In the comments below, Qiaochu Yuan suggested a very surprising second approach (at least to me), using probability. The first step is to realise that $B_n$ is the $n$th moment of a Poisson variable $X$ of parameter 1. This means that $A_K$ is the covariance matrix of $Y_K:=(X^0,\ldots,X^K)$, i.e. $A_K=\mathbb E[Y_KY_K^*]$. This matrix is real symmetric, so it will be non-singular provided the associated quadratic form is non-degenerate.

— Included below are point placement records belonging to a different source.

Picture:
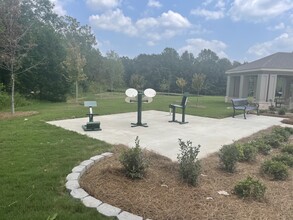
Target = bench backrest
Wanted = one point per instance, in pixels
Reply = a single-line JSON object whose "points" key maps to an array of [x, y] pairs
{"points": [[239, 102], [184, 101]]}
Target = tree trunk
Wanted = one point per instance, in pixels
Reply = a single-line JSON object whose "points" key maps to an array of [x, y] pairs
{"points": [[12, 92], [76, 91]]}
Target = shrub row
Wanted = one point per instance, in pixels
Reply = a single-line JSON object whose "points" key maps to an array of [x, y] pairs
{"points": [[276, 168], [135, 162]]}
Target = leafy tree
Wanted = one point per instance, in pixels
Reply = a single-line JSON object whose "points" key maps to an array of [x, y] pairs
{"points": [[12, 49], [114, 70], [198, 81], [137, 81], [74, 64], [165, 85], [181, 83]]}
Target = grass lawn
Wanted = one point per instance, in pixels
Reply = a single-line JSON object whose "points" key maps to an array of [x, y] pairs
{"points": [[36, 157]]}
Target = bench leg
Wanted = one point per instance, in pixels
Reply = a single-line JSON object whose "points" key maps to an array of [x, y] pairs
{"points": [[173, 113]]}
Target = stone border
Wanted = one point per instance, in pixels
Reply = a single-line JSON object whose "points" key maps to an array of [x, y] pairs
{"points": [[72, 185]]}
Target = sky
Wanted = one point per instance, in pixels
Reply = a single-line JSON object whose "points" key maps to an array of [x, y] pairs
{"points": [[240, 30]]}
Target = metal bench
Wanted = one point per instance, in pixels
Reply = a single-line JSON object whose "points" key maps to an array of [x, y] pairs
{"points": [[182, 106], [279, 101], [91, 125], [243, 105]]}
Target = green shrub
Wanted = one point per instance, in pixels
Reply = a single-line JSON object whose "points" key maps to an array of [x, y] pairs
{"points": [[250, 188], [189, 165], [246, 152], [283, 132], [228, 155], [134, 161], [289, 129], [274, 140], [282, 111], [261, 146], [288, 149], [275, 169], [285, 158]]}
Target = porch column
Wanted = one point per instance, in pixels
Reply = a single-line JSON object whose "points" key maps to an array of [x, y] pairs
{"points": [[243, 86], [228, 89], [272, 87], [262, 87]]}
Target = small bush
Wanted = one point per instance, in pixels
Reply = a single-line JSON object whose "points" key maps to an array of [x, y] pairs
{"points": [[282, 111], [134, 161], [246, 152], [289, 129], [284, 133], [288, 149], [275, 169], [274, 140], [285, 158], [189, 166], [261, 146], [250, 188], [228, 155]]}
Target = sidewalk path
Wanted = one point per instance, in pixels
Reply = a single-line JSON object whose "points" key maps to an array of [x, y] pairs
{"points": [[162, 136]]}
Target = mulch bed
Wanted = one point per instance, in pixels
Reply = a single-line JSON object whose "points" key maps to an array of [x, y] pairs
{"points": [[162, 195]]}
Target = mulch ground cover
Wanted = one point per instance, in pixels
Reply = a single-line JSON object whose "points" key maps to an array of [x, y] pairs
{"points": [[162, 195]]}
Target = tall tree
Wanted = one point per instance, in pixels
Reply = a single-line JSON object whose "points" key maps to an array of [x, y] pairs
{"points": [[12, 49], [198, 81], [114, 70], [181, 83], [74, 64], [137, 81]]}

In fact we can prove that $A_K$ is positive-definite; in other words, for any nonzero $p=(p_0,\ldots,p_K)$, we have $p^*A_Kp>0$. Indeed, in our case, $$ p^*A_kp = \mathbb E[(p^*Y_K)(p^*Y_K)^*] = \mathbb E[|p^*Y_K|^2] = \mathbb E[|P(X)|^2], $$ where $P$ is the polynomial $P(x)=p_0+\cdots+p_Kx^K$. This expression is zero if and only if $P(X)=0$ almost surely, which means that either $X$ takes (almost surely) only a finite number of values or $P$ is constant equal to zero. Both possibilities are absurd, so $A_K$ is positive-definite, hence its determinant does not vanish. As above, this concludes (negatively) about the existence of a product formula for the exponential.

* At the time of writing, the article is freely available at this address.